'Taxi body turns blind eye to me'
A blind taxi operator from GaRankuwa is blaming the United Taxi Association for the collapse of his once flourishing business.
Peter Letlape, 54, who started his taxi business in 1986, said that he had seven taxis and enjoyed equality when his taxis were affiliated to the South African Long Distance Taxi Association. He said that things changed in 1998 when satellite taxi associations were declared autonomous structures.
"I was treated unfairly because I am blind. The association is supposed to provide operators with drivers that are registered with and trained by the association, but it has not provided me with a single driver in nine years.
"They gave me all sorts of excuses when I asked why they don't give me drivers. I realised that I was being treated unfairly when the association's executive members influenced my drivers to damage my vehicles."
Letlape, from the township north of Pretoria, said when he fired a driver the same driver would be recruited.
He also said that he contributed to the purchase of vehicles used to respond to accidents when taxis were involved, but no vehicle was ever dispatched when he needed one.
He said that he paid a R10000 joining fee to the association and R30 a week for each taxi, but enjoyed no benefits.
Letlape said that in 2005 he had problems with Sars for not paying tax, though the taxi business was not operating.
"I did not have drivers in 2005 and the association did not bother to find out why my taxis were parked off. I pleaded with them to provide me with drivers. I am still waiting.
"Owners of the vehicles involved in accidents with my taxis claimed for damages and because I could not pay them, two of my vehicles were seized by sheriffs to cover costs.
"I only have one taxi, but I do not have a driver. I am a family man trying to make an honest living but the association is hellbent on seeing me begging for pennies on a street corner," said Letlape.

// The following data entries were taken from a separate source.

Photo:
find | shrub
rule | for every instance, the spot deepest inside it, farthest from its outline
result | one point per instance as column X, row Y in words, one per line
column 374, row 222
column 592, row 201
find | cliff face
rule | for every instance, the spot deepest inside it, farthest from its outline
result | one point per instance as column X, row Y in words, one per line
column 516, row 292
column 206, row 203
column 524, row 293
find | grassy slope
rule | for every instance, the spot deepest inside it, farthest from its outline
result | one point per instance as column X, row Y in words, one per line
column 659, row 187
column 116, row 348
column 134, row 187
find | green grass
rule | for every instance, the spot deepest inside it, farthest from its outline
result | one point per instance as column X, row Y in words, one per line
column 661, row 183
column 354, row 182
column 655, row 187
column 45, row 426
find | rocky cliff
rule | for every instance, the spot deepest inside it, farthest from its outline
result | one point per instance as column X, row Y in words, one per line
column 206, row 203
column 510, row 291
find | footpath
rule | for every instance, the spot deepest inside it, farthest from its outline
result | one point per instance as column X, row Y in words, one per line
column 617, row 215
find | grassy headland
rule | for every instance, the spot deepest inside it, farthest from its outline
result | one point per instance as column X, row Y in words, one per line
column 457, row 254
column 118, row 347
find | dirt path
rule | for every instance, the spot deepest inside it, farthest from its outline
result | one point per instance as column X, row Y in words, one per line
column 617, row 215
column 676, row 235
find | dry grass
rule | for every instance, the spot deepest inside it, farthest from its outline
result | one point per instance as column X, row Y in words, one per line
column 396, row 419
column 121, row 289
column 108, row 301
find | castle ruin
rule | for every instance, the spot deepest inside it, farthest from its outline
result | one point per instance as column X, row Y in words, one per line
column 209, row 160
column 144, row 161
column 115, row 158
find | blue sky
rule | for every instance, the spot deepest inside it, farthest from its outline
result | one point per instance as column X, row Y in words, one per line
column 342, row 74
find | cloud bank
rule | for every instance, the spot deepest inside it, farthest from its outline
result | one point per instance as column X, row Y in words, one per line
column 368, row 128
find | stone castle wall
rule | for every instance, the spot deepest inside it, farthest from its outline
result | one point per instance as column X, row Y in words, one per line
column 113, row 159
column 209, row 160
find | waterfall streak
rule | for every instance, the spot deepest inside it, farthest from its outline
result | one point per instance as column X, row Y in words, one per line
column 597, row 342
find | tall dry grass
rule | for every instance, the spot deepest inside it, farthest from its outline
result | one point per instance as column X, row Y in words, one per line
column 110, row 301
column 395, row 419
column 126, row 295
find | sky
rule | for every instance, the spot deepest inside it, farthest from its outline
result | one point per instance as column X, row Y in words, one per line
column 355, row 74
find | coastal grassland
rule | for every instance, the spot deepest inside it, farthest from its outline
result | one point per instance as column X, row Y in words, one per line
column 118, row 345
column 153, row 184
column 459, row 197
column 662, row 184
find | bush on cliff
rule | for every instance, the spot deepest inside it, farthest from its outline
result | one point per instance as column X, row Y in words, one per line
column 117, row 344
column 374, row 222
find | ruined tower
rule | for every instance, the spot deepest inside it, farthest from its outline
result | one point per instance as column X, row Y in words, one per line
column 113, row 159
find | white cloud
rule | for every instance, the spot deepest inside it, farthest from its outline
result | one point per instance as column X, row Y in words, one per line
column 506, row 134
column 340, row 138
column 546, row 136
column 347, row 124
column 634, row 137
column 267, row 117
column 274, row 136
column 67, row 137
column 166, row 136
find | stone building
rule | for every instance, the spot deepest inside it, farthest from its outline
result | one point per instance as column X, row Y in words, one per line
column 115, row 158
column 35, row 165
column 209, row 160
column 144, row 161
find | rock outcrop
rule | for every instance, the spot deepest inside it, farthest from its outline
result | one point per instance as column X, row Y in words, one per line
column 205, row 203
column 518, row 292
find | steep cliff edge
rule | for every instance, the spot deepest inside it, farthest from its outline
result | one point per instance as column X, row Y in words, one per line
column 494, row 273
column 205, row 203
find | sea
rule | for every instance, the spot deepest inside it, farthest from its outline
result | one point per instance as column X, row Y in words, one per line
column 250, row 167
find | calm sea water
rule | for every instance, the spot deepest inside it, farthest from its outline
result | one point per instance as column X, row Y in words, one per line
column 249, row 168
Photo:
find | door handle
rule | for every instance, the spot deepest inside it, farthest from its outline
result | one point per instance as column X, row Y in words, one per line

He said that because he was not making any money from his taxis, he used the money from his spaza shop to repair his vehicles. This put a strain on the shop and now that business has also collapsed.
Deputy chairman of GaRankuwa United Taxi Association, Lord Matentji, said he was not aware of Letlape's grievances. He said he would call an executive committee meeting today to discuss the problems.
"For now I am not in a position to comment," Matentji said.